GR66
Army.ca Veteran
- Reaction score
- 4,153
- Points
- 1,160
I'd be careful in extrapolating the Ukraine war to war writ large. The circumstances of each conflict are different and designing your force for a Ukraine conflict may very well be "preparing for the last war" as much as the GWOT led us to many of the bad decisions we're facing with the CAF today.This isn't really about Light Forces. My sense of Ukraine is that I am seeing Light, Medium and Heavy forces, Airborne and Leg, Cavalry and Infantry, conducting Dispersed Operations. Heavy forces are being penny-packeted forwards in groups of 3 or 4 vehicles, or 10 to 15 vehicles to deal with objectives that a kilometers from the next contact. Mutual Support doesn't seem to be very likely.

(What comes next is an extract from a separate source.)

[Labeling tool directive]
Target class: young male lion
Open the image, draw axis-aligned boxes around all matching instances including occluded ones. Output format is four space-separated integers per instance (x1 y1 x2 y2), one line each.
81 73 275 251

That Troop/Platoon Leader is going to have to be very self-reliant and prepared for a variety of possibilities.
Seems to me, anyway.
Ukraine is a small defender with a mish-mash of weapons, vehicles and equipment scraped together from whatever sources they could find against a larger invading force. It does what it does because it must.
The US led West (including junior tag-along Canada) will likely face very different conditions. The air situation may be significantly different and the correlation of forces (both quantity and quality) will be different as well. The strength of the US (and allies) may eliminate the necessity to avoid concentration of forces and permit hard hitting maneuver warfare as per existing doctrine.
That's not to say that we should ignore what we're seeing in Ukraine or that we should not have forces capable of widely dispersed operations and grouping/regrouping of forces into more Combat Team type elements, but we also should not assume that our next war will look just like this current war.